What if one of us starts a Jane Austen Club Society in Delhi?
It is such happiness when good people get together — and they always should. Everyone — young and not-so-young, straight and not-so-straight, single and not-so-single — should be invited to join the Jane Austen Society Club. The only condition being that you must have read all six of Ms Austen’s novels at least six times each.
Each Sunday evening, after completing their purchases in Daryaganj’s Sunday Book Bazaar, Jane Austen admirers will gather in front of Urdu Bazaar and sit on the Jama Masjid stairs.
Over doodh-waali chai and biskut, we will read excerpts from dear Jane’s novels. Firangi backpackers from the unsanitary bowels of Paharganj will be invited to share how Delhi belly keeps them “in a continual state of inelegance”, while residents of West Delhi will be provided an opportunity to complain of snobbish South Delhi’s myopic belief that their Delhi is the only Delhi (ah, “one half of the world cannot understand the pleasures of the other”).

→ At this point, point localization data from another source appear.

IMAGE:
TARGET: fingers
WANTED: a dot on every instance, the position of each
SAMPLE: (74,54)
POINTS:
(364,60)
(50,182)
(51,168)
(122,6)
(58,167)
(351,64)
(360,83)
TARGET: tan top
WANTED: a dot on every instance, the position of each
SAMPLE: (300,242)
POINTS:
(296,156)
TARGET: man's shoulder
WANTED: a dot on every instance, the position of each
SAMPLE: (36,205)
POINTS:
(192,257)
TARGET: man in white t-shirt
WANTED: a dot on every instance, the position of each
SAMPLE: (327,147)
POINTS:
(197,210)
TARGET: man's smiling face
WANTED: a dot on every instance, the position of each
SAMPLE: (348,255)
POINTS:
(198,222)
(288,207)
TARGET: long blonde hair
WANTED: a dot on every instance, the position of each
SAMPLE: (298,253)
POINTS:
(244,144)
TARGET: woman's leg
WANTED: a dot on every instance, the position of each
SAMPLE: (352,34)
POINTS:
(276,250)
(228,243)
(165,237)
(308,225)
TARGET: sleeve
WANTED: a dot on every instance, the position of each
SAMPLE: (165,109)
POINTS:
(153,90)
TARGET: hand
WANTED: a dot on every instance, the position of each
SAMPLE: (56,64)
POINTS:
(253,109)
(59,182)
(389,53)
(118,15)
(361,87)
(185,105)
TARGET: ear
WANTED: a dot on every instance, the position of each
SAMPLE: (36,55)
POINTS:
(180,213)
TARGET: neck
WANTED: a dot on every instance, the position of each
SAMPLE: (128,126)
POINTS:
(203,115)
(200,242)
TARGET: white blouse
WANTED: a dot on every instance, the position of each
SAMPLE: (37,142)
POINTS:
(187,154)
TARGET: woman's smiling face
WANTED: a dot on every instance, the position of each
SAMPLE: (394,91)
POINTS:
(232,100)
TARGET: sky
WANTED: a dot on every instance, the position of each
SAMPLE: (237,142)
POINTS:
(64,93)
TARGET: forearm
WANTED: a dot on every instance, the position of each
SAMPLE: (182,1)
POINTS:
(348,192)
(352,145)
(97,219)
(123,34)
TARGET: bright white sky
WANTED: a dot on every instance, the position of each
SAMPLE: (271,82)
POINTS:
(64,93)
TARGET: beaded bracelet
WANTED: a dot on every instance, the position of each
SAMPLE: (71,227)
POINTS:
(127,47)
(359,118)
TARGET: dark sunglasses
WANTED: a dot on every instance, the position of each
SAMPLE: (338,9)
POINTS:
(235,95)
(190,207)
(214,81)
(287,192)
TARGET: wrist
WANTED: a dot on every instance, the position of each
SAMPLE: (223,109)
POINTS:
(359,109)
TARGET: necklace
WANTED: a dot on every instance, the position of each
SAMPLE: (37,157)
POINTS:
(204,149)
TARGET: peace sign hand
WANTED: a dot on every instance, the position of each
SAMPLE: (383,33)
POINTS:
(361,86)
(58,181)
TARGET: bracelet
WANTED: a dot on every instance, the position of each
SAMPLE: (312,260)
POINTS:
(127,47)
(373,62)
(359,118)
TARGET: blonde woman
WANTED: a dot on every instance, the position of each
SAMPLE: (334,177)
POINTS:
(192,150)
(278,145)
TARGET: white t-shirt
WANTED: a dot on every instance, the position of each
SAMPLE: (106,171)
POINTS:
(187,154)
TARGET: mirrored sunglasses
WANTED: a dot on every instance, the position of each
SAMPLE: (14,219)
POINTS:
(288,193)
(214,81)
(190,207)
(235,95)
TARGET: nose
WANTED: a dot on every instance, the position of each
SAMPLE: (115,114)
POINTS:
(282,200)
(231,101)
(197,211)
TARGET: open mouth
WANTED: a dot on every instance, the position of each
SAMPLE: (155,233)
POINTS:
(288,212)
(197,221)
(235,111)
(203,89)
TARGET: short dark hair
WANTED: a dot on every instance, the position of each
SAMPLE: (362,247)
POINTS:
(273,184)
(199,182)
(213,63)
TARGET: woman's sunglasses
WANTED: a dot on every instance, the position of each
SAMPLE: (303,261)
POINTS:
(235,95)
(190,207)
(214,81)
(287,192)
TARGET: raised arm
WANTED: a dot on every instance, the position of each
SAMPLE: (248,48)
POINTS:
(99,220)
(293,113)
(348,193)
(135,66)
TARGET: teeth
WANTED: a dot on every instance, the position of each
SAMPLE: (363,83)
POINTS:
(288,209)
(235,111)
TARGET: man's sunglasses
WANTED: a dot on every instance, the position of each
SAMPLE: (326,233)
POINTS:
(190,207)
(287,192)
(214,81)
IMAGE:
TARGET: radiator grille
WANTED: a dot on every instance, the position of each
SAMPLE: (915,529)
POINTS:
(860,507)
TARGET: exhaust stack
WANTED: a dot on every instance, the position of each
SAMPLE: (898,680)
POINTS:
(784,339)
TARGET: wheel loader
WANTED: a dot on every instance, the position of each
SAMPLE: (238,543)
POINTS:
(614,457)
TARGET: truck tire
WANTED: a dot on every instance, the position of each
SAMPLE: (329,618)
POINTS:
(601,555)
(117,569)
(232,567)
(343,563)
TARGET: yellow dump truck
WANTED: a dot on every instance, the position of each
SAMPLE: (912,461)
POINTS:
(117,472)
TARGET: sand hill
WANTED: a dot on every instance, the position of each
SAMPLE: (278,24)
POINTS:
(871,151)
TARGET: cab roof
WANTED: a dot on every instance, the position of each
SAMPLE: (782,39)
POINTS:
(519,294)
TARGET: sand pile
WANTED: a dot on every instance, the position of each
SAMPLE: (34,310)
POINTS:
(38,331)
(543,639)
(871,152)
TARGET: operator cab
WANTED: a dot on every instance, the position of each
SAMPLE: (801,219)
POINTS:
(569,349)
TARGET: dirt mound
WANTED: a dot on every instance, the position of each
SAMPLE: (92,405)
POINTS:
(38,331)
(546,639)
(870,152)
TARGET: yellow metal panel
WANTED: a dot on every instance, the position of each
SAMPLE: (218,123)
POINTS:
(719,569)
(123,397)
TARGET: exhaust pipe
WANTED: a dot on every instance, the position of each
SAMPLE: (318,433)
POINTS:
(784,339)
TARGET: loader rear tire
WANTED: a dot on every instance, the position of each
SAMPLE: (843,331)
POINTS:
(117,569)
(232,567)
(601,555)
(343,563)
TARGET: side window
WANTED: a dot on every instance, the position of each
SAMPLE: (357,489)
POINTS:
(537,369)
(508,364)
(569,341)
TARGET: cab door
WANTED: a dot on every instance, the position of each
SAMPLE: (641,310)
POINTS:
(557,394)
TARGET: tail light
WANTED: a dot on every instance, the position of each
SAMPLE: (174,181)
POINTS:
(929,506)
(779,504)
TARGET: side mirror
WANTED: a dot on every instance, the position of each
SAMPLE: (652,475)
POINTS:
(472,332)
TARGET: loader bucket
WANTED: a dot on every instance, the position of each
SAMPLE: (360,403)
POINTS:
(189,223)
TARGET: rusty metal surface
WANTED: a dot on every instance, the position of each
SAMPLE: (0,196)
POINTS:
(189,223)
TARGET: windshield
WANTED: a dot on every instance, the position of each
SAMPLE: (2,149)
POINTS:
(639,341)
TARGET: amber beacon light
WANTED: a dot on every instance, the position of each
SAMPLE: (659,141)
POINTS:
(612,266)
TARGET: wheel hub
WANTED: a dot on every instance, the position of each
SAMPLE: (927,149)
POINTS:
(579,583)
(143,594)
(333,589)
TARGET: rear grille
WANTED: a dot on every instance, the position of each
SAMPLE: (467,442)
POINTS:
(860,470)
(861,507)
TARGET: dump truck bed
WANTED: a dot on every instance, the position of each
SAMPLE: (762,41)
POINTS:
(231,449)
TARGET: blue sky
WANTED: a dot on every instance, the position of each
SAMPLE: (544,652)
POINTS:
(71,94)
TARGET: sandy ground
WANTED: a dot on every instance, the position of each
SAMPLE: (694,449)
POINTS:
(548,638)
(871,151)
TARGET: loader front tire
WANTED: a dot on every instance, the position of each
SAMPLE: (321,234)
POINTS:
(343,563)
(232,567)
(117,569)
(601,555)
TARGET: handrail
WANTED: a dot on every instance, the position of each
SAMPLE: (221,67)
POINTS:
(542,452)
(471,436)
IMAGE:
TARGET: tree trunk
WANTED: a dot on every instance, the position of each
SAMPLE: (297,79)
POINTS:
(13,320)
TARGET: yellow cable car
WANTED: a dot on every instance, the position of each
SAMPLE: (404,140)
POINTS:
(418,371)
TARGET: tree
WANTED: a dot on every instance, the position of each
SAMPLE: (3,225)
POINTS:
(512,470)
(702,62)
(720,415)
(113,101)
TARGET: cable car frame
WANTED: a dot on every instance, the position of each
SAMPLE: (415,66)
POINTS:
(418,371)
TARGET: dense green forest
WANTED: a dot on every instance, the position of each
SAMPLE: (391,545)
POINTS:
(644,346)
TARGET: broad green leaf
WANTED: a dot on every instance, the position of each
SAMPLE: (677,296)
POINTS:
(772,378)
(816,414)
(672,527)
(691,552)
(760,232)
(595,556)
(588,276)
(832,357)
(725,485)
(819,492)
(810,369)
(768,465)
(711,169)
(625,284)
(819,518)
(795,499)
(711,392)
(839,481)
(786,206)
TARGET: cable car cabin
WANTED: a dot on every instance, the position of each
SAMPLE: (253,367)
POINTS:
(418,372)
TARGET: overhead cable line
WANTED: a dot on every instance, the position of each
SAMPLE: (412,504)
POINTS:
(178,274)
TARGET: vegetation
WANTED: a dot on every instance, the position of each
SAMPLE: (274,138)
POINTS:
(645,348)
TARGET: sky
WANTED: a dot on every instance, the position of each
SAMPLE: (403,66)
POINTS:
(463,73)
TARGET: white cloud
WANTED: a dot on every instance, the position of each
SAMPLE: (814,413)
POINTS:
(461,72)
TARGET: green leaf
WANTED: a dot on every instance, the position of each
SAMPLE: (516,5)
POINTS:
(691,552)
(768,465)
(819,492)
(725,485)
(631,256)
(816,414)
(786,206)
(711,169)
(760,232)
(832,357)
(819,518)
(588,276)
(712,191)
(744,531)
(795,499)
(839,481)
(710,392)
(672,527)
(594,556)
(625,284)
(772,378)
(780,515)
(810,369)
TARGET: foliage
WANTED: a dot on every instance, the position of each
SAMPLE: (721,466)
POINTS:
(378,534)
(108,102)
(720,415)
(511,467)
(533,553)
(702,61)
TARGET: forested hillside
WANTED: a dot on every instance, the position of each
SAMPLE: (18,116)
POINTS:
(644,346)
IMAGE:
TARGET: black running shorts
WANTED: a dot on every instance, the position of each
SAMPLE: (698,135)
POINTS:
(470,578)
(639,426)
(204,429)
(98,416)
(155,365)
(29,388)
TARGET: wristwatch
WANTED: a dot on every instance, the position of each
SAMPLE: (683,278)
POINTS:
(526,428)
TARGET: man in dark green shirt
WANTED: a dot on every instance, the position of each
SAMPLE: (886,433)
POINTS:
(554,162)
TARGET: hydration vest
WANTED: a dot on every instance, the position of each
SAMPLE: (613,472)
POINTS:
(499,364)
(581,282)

The Society will also be a platform for the romantics to share their delights and disappointments. After all, whether you are from Vasant Kunj or Vikas Puri, you must like “to be crossed in love a little now and then.”
The society, as is certain, will “certainly be the finest balm for the pangs of disappointed love.”
Who will deny that an Austen admirer in possession of some spare time must be in want of lace and needles, in addition to some harmless gossip concerning the neighbor’s younger daughter? Delhi, fortunately, has no dearth of some elegant tailors. The Jane Austen Society will host an eminent fashion designer, a new one each week, who will tell us how to stitch petticoats. Learning to make lehengas, achkans, and sherwanis will require extra fee.
The society will conduct walking tours in the city where you may pretend as if you are strolling the verdant grounds of England, and not the smoggy lanes of Delhi. You can also hop by landmarks like Urdu poet Mirza Ghalib’s haveli in Ballimaran and recite his verses as passionately as Marianne Dashwood recited Shakespeare’s in Sense and Sensibility.
At the end of each meet, the members will, of course, be given a few minutes to speculate on the next day’s weather.